Read Proverbs 22
Featured Verse: Proverbs 22:4
“Humility is the fear of the LORD; its wages are riches and honor and life.”
St Augustine said, “If you plan to build a tall house of virtues, you must first lay deep foundations of humility.” Humility—the most under-appreciated and neglected of all the virtues—was the preeminent attribute of Jesus’ character, (Philippians 2:1-11) And since we call ourselves followers of Jesus, humility is to be the foundational virtue of our lives as well. (Colossians 3:12-14)
Yet in the days of the Biblical writers who lauded humility and implored its practice in our lives, the pagan world scoffed at the humble. To them, pride and dominance were highly regarded, while meekness and humility were to be avoided at all cost. So to have a Biblical writer like Solomon (or David or Paul or Peter, for that matter) to promote personal humility would have been a radical concept in the ancient world.
However, those Biblical writers redefined humility as a more noble concept; they saw it as simply having a right estimation of oneself rather than what the world saw as a weakness and a character flaw. Having a proper estimation of oneself—that is really what humility is. I like the story of the kids who built a clubhouse and then posted their number one rule on the door—I think they defined Biblical humility quite nicely by:
Nobody act too big,
Nobody act too small,
Everybody just act medium!
That’s good: Not too big, not too small…just see yourself as God sees you. That’s exactly what the Apostle Paul had in mind when he taught about humility in Romans 12:3,
“Don’t think more highly of yourself than you ought to, but think soberly, according to the faith God has given you.”
It is this proper estimation of yourself that sets something quite powerful loose in your world and produces the kind of “riches and honor” that Solomon talked about. You see, on the one hand, humility frees you from self-centeredness and arrogance, while on the other, it releases you from the vicious trap of low self-esteem. And in the process, true humility enables you to enter into a powerful lifestyle of ministering to the needs of others. That is what Biblical humility does—and there are not many forces in this world as powerful as that.
So how can you cultivate this kind of humility? There are many ways, but here is one: Start thinking more of others and less of yourself. Philippians 2:3-4 says, “Don’t be selfish; don’t try to impress others. Be humble, thinking of others as better than yourselves. Don’t look out only for your own interests, but take an interest in others, too.”

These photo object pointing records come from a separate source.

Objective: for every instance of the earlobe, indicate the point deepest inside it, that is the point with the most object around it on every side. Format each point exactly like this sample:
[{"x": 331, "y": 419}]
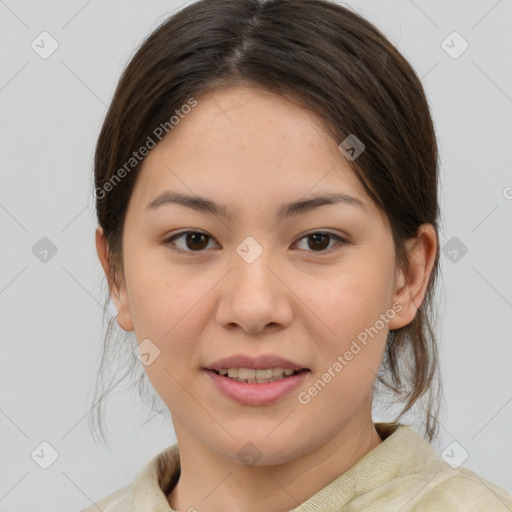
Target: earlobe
[
  {"x": 117, "y": 292},
  {"x": 412, "y": 282}
]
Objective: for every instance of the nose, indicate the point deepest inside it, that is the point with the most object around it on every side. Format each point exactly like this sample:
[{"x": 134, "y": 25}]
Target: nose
[{"x": 254, "y": 296}]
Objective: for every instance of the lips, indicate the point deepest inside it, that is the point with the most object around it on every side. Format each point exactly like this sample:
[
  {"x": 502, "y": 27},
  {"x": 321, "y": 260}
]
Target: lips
[{"x": 260, "y": 362}]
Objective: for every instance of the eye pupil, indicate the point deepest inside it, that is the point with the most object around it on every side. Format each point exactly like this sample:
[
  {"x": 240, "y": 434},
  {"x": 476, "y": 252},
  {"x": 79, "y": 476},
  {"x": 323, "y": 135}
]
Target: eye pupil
[
  {"x": 318, "y": 237},
  {"x": 191, "y": 238}
]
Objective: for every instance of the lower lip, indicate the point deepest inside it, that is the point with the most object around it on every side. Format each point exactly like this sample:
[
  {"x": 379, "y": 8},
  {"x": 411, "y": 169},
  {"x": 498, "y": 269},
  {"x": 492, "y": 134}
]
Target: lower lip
[{"x": 257, "y": 394}]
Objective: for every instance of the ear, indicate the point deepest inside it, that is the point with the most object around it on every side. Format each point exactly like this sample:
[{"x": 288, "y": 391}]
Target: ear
[
  {"x": 411, "y": 283},
  {"x": 117, "y": 292}
]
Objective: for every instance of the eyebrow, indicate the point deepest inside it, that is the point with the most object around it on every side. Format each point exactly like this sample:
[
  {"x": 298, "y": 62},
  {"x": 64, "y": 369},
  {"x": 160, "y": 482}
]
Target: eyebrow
[{"x": 204, "y": 205}]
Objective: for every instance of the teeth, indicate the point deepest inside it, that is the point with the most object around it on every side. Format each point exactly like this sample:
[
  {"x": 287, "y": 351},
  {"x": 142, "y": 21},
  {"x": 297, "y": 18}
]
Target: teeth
[{"x": 260, "y": 376}]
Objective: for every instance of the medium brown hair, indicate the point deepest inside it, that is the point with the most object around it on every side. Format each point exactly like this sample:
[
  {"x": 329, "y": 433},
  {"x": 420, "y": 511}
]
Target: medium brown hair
[{"x": 336, "y": 64}]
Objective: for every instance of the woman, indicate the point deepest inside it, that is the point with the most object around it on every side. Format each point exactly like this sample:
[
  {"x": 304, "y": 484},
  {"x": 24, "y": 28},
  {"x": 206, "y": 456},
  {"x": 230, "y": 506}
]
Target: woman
[{"x": 266, "y": 191}]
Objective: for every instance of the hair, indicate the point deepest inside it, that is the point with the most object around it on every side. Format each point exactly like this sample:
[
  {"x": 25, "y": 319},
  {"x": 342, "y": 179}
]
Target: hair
[{"x": 328, "y": 60}]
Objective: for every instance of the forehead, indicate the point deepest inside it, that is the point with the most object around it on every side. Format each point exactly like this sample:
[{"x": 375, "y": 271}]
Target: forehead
[{"x": 248, "y": 142}]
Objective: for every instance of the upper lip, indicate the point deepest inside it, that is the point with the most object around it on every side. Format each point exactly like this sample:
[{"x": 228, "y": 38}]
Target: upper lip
[{"x": 260, "y": 362}]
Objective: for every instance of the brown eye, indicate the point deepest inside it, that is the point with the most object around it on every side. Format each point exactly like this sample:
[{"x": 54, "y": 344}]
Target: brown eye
[
  {"x": 320, "y": 240},
  {"x": 194, "y": 241}
]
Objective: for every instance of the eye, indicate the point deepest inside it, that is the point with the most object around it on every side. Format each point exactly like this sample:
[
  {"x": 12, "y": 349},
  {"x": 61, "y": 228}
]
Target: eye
[
  {"x": 319, "y": 240},
  {"x": 194, "y": 240}
]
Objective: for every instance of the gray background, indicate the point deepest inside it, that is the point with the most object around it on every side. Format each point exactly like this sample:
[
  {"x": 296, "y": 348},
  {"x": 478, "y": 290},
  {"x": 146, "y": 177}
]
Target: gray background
[{"x": 51, "y": 111}]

I came across a parable about a man who was talking with the Lord one day and said, “Lord, I’d like to know what Heaven and Hell are like.” The Lord led him to two doors. He opened one of the doors and the man looked in. In the middle of the room was a large round table. In the middle of the table was a large pot of mouthwatering stew, but the people sitting at the table were thin and sickly; they appeared famished. They were holding spoons with very long handles, and each found it possible to reach into the pot and take a spoonful…but impossible to get the spoons back to their mouths. The handle was longer than their arms. As the man shuddered at the sight of their misery, the Lord said, “You have just seen Hell.”
They went to the next room and found the same large round table with a large pot of mouthwatering stew in the middle. These people had the same long-handled spoons, but unlike the first room, these were well-nourished and joyful people. The man said, “Lord, I don’t understand.” The Lord replied, “It is simple—it takes one skill: They’ve learned to feed each other, while the miserable think only of themselves. You have just seen heaven.”
Let me give you a challenge for this week: Forget about yourself! Try it. Practice being absent minded when it comes to you. Get you out of your thoughts … and replace them with prayers of blessings and plans for serving other people in your life. Just as Jesus did, give yourself away with absolutely no thought of getting anything in return. Surprise someone with compassion. Heap some unexpected and undeserved kindness on another. Find the most unlikely object of God’s love, and love them just as God would.
Try it, and you’ll experience a little bit of heaven on earth.
“The voice of humility is God’s music, and the silence of humility is God’s rhetoric.” ~Francis Quarles
Winning At Life:
Identify one person whom you can serve this week—and do it without being noticed!